Khoshnevis stated in 2010 that NASA was evaluating perimeter construction for application in building bases on Mars and the Moon.[7] After three years, in 2013, NASA funded a small study at the University of Southern California to continue developing the Contour Crafting 3D printing technique. Potential applications of this technology include the construction of lunar structures with a material that could be made up of 90 percent lunar component with only 10 percent of the material brought from Earth.[8].
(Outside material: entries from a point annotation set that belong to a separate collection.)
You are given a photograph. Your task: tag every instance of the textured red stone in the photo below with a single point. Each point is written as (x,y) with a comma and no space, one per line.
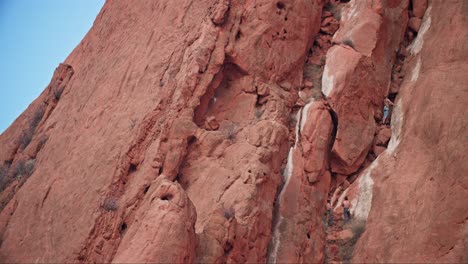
(214,131)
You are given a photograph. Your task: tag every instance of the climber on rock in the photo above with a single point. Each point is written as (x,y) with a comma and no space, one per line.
(346,214)
(329,213)
(387,106)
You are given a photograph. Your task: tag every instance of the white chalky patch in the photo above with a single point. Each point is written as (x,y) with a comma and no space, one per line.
(276,237)
(418,43)
(327,81)
(362,204)
(351,12)
(397,124)
(416,70)
(298,117)
(305,112)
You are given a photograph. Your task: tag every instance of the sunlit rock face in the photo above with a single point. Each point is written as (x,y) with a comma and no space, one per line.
(214,131)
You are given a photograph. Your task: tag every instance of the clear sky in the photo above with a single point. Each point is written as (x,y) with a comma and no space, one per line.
(35,36)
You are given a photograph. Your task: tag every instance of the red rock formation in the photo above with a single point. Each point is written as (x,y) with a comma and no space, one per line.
(204,131)
(418,200)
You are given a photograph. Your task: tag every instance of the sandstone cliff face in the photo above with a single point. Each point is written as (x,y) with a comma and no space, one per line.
(213,131)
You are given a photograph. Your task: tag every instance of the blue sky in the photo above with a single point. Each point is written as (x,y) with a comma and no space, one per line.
(35,36)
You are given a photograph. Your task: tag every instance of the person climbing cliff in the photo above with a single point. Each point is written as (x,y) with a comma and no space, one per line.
(329,213)
(346,214)
(387,107)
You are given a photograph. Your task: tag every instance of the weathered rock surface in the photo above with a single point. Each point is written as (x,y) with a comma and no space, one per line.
(164,228)
(356,75)
(213,131)
(418,200)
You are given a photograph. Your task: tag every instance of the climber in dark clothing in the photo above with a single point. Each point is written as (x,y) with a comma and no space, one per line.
(346,214)
(329,213)
(387,106)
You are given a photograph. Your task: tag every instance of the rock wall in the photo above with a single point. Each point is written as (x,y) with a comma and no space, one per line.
(417,205)
(213,131)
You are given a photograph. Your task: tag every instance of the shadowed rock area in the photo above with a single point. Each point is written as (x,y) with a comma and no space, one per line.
(215,131)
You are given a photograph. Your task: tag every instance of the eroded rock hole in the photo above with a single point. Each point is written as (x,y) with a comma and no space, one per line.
(227,247)
(123,227)
(167,197)
(238,35)
(132,168)
(280,5)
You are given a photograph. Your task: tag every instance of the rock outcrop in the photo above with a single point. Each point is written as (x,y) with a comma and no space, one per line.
(215,131)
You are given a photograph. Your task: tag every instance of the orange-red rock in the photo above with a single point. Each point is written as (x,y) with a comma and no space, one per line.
(419,7)
(164,136)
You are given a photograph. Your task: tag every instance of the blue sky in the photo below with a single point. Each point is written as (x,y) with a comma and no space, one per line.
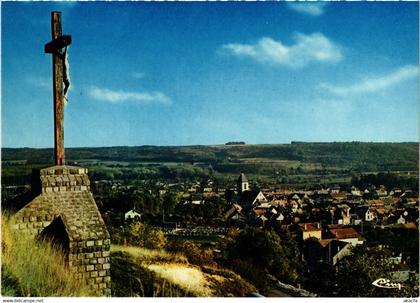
(207,73)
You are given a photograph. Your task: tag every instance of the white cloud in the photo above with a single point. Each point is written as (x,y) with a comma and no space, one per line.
(374,84)
(104,94)
(306,49)
(308,8)
(41,82)
(137,75)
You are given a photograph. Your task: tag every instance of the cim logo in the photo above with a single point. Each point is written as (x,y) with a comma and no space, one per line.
(386,283)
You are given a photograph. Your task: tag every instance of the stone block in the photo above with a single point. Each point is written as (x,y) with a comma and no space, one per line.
(94,274)
(102,273)
(93,261)
(85,261)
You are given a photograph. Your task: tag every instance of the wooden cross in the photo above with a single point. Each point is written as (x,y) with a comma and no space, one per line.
(55,47)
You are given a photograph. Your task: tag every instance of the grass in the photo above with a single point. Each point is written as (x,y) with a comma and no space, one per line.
(145,272)
(189,278)
(35,268)
(144,254)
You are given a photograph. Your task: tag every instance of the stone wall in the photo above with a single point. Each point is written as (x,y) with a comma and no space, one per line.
(65,194)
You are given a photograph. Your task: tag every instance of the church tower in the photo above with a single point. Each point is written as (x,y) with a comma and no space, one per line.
(242,183)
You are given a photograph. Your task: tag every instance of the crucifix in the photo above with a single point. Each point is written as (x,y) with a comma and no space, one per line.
(55,47)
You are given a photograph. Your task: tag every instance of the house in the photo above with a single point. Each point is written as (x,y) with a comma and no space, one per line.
(242,183)
(132,215)
(355,192)
(329,251)
(347,235)
(401,220)
(250,198)
(234,213)
(310,230)
(344,214)
(365,213)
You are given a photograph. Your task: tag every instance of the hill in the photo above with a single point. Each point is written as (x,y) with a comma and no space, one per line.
(295,164)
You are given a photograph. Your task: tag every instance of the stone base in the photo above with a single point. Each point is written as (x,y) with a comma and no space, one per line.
(65,194)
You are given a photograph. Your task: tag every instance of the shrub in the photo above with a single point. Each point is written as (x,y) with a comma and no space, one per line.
(35,268)
(143,235)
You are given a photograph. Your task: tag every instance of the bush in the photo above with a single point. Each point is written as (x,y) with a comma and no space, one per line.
(194,254)
(143,235)
(35,268)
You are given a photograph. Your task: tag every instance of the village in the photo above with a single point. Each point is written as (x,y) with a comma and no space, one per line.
(326,223)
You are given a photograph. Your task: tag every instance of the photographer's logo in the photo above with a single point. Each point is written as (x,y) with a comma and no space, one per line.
(386,283)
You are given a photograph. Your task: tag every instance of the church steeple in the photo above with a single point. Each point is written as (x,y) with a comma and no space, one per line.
(242,183)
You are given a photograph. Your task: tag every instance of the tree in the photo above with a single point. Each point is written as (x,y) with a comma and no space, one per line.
(262,250)
(169,202)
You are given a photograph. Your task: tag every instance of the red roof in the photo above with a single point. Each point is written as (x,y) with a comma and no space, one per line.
(310,226)
(345,233)
(339,195)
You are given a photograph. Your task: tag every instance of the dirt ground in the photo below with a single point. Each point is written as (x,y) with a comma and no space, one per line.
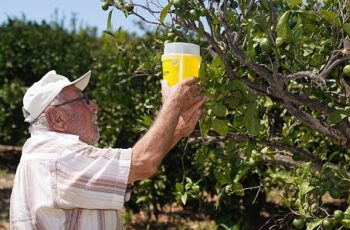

In 2017, Contour Crafting Corporation (of which Khoshnevis is CEO) announced a partnership and investment by Doka Ventures. In the press release, they maintain that "they will begin with the delivery of the first printers at the beginning of next year".[9].
References
- [1] ↑ «Contour Crafting: innovación para la construcción en impresión 3D». INESEM Business School. 22 de noviembre de 2021. Consultado el 5 de junio de 2022.: https://www.inesem.es/revistadigital/diseno-y-artes-graficas/contour-crafting/
- [2] ↑ «Annenberg Foundation Puts Robotic Disaster Rebuilding Technology on Fast Track». Escuela de Ingeniería, Universidad del Sur de California. 14 de noviembre de 2005. Consultado el 8 de mayo de 2012.: http://www.annenbergfoundation.org/news/news_show.htm?doc_id=319057
- [3] ↑ «Automated Construction using Contour Crafting – Applications on Earth and Beyond». Archivado desde el original el 21 de octubre de 2014.: https://web.archive.org/web/20141021092630/http://fire.nist.gov/bfrlpubs/build02/PDF/b02105.pdf
- [4] ↑ «Caterpillar Inc. Funds Viterbi 'Print-a-House' Construction Technology». Escuela de Ingeniería Viterbi – Universidad del Sur de California. 28 de agosto de 2008. Archivado desde el original el 10 de octubre de 2021. Consultado el 13 de enero de 2010.: https://web.archive.org/web/20211010034302/https://viterbi.usc.edu/news/news/2008/caterpillar-inc-funds.htm
- [5] ↑ «Singularity University Semester Completion and Projects». NextBigFuture. 28 de agosto de 2009. Consultado el 21 de octubre de 2014.: http://nextbigfuture.com/2009/08/singularity-university-semester.html
- [6] ↑ «Home, Sweet Home». Universidad del Sur de California. 24 de marzo de 2004. Archivado desde el original el 25 de febrero de 2010. Consultado el 13 de enero de 2010.